Updated Look At Long-Term AI Risks

The last couple of posts here talked about long-term risks from AI, so I thought I’d highlight the results of a new expert survey on exactly what they are. There have been a lot of these surveys recently, but this one is a little different.

Starting from the beginning: in 2012-2014, Muller and Bostrom surveyed 550 people with various levels of claim to the title “AI expert” on the future of AI. People in philosophy of AI or other very speculative fields gave numbers around 20% chance of AI causing an “existential catastrophe” (eg human extinction); people in normal technical AI research gave numbers around 7%. In 2016-2017, Grace et al surveyed 1634 experts, 5% of whom predicted an extremely catastrophic outcome. Both of these surveys were vulnerable to response bias (eg the least speculative-minded people might think the whole issue was stupid and not even return the survey).

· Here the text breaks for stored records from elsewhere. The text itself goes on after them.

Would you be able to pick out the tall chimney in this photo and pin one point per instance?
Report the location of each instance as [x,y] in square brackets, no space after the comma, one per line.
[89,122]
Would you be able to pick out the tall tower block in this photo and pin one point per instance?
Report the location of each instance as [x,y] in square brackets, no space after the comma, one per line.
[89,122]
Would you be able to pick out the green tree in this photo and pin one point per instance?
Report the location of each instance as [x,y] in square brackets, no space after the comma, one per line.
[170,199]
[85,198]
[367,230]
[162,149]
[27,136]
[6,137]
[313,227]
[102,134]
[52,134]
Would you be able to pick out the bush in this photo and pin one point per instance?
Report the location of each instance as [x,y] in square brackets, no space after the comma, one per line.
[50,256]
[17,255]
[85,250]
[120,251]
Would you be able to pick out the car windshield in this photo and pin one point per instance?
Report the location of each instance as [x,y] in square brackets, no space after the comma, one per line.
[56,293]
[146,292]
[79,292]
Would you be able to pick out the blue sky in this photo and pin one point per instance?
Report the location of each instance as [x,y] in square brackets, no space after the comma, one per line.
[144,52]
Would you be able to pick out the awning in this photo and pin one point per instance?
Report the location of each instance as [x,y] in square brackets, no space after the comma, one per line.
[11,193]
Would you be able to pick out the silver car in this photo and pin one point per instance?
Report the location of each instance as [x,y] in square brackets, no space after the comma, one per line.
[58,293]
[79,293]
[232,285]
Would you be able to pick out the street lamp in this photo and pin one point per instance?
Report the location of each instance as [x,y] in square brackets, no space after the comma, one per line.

The new paper - Carlier, Clarke, and Schuett (not currently public, sorry, but you can read the summary here) - isn’t exactly continuing in this tradition. Instead of surveying all AI experts, it surveys people who work in “AI safety and governance”, ie people who are already concerned with AI being potentially dangerous, and who have dedicated their careers to addressing this. As such, they were more concerned on average than the people in previous surveys, and gave a median ~10% chance of AI-related catastrophe (~5% in the next 50 years, rising to ~25% if we don’t make a directed effort to prevent it; means were a bit higher than medians). Individual experts’ probability estimates ranged from 0.1% to 100% (this is how you know you’re doing good futurology).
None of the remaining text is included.